A Minerals Exploration Joint Intelligence Group - MEJIG - was established "to consider intelligence and highlight activities that might potentially lead to interference with offshore petroleum and minerals exploration".
The MEJIG was under police leadership, but "the operating tempo of when that group met was often determined by Thompson & Clark", the investigation found.
In the course of participating in Operation Exploration, NZP&M uncritically accepted the labelling of the Green Party, represented in Parliament at the time, as what Thompson & Clark called an "issue-motivated group" for surveillance purposes, along with Greenpeace and other activist groups.
Greenpeace New Zealand's executive director Russel Norman, who was co-leader of the Green Party at the time, issued a statement condemning what he said was "Stasi-like" surveillance, referring to the pervasive surveillance of the lives of all citizens in pre-1990 Communist East Germany.
Greens co-leader Marama Davidson called the inquiry's findings a "wake up call".
"We already know that big business has a heavy influence on politics through donations and corporate lobbying, but the collusion between government departments and private security firms with links to the oil and gas industry is a shock that must lead to culture change from the top down," she said.

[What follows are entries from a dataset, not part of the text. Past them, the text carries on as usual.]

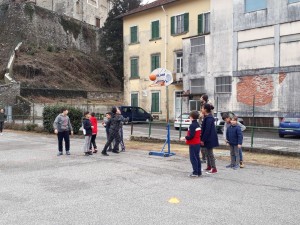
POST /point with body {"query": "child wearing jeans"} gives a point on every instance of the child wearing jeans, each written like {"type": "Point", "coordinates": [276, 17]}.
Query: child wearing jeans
{"type": "Point", "coordinates": [234, 139]}
{"type": "Point", "coordinates": [227, 124]}
{"type": "Point", "coordinates": [87, 131]}
{"type": "Point", "coordinates": [193, 140]}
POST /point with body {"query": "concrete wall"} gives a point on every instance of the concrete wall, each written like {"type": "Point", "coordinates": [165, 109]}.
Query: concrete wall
{"type": "Point", "coordinates": [267, 60]}
{"type": "Point", "coordinates": [146, 47]}
{"type": "Point", "coordinates": [8, 94]}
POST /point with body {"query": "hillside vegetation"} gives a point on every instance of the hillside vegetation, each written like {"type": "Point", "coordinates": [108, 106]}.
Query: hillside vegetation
{"type": "Point", "coordinates": [63, 69]}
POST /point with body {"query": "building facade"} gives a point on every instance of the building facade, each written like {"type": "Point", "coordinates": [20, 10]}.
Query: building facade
{"type": "Point", "coordinates": [153, 37]}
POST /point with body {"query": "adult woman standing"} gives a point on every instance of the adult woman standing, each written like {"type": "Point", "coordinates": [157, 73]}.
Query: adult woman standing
{"type": "Point", "coordinates": [209, 137]}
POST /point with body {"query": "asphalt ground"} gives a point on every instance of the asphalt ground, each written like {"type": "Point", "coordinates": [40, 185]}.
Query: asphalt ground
{"type": "Point", "coordinates": [37, 187]}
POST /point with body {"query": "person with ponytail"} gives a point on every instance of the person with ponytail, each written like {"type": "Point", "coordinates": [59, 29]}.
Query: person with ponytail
{"type": "Point", "coordinates": [209, 137]}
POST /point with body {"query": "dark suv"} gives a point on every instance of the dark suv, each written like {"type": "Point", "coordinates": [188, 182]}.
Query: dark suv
{"type": "Point", "coordinates": [135, 114]}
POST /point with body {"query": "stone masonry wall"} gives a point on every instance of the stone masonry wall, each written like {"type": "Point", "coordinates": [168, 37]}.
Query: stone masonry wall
{"type": "Point", "coordinates": [31, 24]}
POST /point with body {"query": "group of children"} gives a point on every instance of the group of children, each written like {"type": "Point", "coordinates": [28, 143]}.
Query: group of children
{"type": "Point", "coordinates": [113, 124]}
{"type": "Point", "coordinates": [206, 139]}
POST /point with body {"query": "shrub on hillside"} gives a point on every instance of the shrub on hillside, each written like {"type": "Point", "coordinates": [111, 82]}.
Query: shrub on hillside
{"type": "Point", "coordinates": [51, 112]}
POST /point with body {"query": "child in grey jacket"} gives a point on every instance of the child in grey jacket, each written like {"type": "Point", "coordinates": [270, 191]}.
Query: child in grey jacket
{"type": "Point", "coordinates": [227, 124]}
{"type": "Point", "coordinates": [62, 127]}
{"type": "Point", "coordinates": [2, 119]}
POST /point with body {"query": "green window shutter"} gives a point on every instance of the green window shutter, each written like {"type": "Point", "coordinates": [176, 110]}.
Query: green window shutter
{"type": "Point", "coordinates": [155, 62]}
{"type": "Point", "coordinates": [172, 25]}
{"type": "Point", "coordinates": [152, 63]}
{"type": "Point", "coordinates": [157, 29]}
{"type": "Point", "coordinates": [200, 24]}
{"type": "Point", "coordinates": [186, 22]}
{"type": "Point", "coordinates": [133, 34]}
{"type": "Point", "coordinates": [134, 100]}
{"type": "Point", "coordinates": [153, 30]}
{"type": "Point", "coordinates": [155, 102]}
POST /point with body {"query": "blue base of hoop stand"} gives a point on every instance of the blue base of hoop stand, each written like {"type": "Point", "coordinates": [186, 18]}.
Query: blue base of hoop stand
{"type": "Point", "coordinates": [167, 142]}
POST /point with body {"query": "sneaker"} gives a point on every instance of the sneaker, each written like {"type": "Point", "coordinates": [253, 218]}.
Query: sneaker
{"type": "Point", "coordinates": [212, 171]}
{"type": "Point", "coordinates": [235, 167]}
{"type": "Point", "coordinates": [208, 168]}
{"type": "Point", "coordinates": [193, 175]}
{"type": "Point", "coordinates": [104, 153]}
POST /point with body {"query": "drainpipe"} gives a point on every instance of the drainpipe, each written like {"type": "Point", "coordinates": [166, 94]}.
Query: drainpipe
{"type": "Point", "coordinates": [166, 33]}
{"type": "Point", "coordinates": [166, 60]}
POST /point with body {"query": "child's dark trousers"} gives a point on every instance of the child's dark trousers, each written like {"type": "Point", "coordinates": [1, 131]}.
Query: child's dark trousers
{"type": "Point", "coordinates": [195, 159]}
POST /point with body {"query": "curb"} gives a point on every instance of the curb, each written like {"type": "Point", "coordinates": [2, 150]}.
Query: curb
{"type": "Point", "coordinates": [245, 149]}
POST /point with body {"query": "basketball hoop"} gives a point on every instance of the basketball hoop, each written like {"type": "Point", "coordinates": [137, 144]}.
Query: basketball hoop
{"type": "Point", "coordinates": [161, 77]}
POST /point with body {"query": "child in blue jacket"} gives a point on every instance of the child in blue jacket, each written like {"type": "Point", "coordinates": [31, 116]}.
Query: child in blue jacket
{"type": "Point", "coordinates": [193, 140]}
{"type": "Point", "coordinates": [234, 137]}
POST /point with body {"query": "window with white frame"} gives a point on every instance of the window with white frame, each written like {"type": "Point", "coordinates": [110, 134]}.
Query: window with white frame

The inquiry found that at least some of the information provided to the MEJIG had been gathered by surveillance undertaken by Thompson & Clark, "particularly surveillance of Greenpeace".
"It was clear to the inquiry that Thompson & Clark has undertaken significant and sustained surveillance of Greenpeace", including monitoring the training and state of readiness of the direct action groups that have long defined the global environmental activist movement's publicity activity. Norman was arrested in April last year and eventually discharged without conviction in September this year after protesting in the water within 500 metres of a seismic research vessel in April 2017.
The inquiry also noted that, compared to the close relationship with oil sector participants and with Thompson & Clark, NZP&M showed "limited evidence of any relationship" with environmental groups opposed to offshore exploration.
"It is with the benefit of hindsight that a failure to establish and maintain a relationship with diverse sector interests has been a misjudgement on MBIE's part," the inquiry found.
It found no evidence that David Smol, the MBIE chief executive at the time, had any relationship with Thompson & Clark "at all" and found that, judged individually, "the interactions between MBIE employees and Thompson & Clark were low-level and not sufficient to constitute a breach of the Code of Conduct".
However, the way Operation Exploration was set up was "more challenging".
"The enforcement approach enabled Thompson & Clark to embed itself as a crucial participant within the regulatory and enforcement function, despite the fact that they represented private economic interests," the report found.
In all, the inquiry looked into the use of private security consultants by 131 government agencies and found other breaches, including allowing Thompson & Clark access to New Zealand Transport Agency vehicle ownership records without effective oversight; secretly taping meetings relating to Canterbury earthquake victims' dealings with Southern Response, leading to a police complaint being laid by the SSC; and secondary employment undertaken by two ex-Ministry of Primary Industries employees for Thompson & Clark, which is now the subject of a Serious Fraud Office investigation.
"The inquiry uncovered system-wide failings across the public service, including a pattern of behaviour where public servants developed inappropriately close relationships with Thompson & Clark and some evidence of poorly managed relationships with other providers," said the SSC's Hughes. The commission had referred complaints about some of the security firm's practices to the police and the Private Security Personnel Licensing Authority.
These included evidence of Thompson & Clark using an unlicensed private investigator, covertly attending and taping public meetings without disclosing their purpose or client, taping private or 'closed' meetings, and advising clients not to advise police of the source of inappropriately obtained information.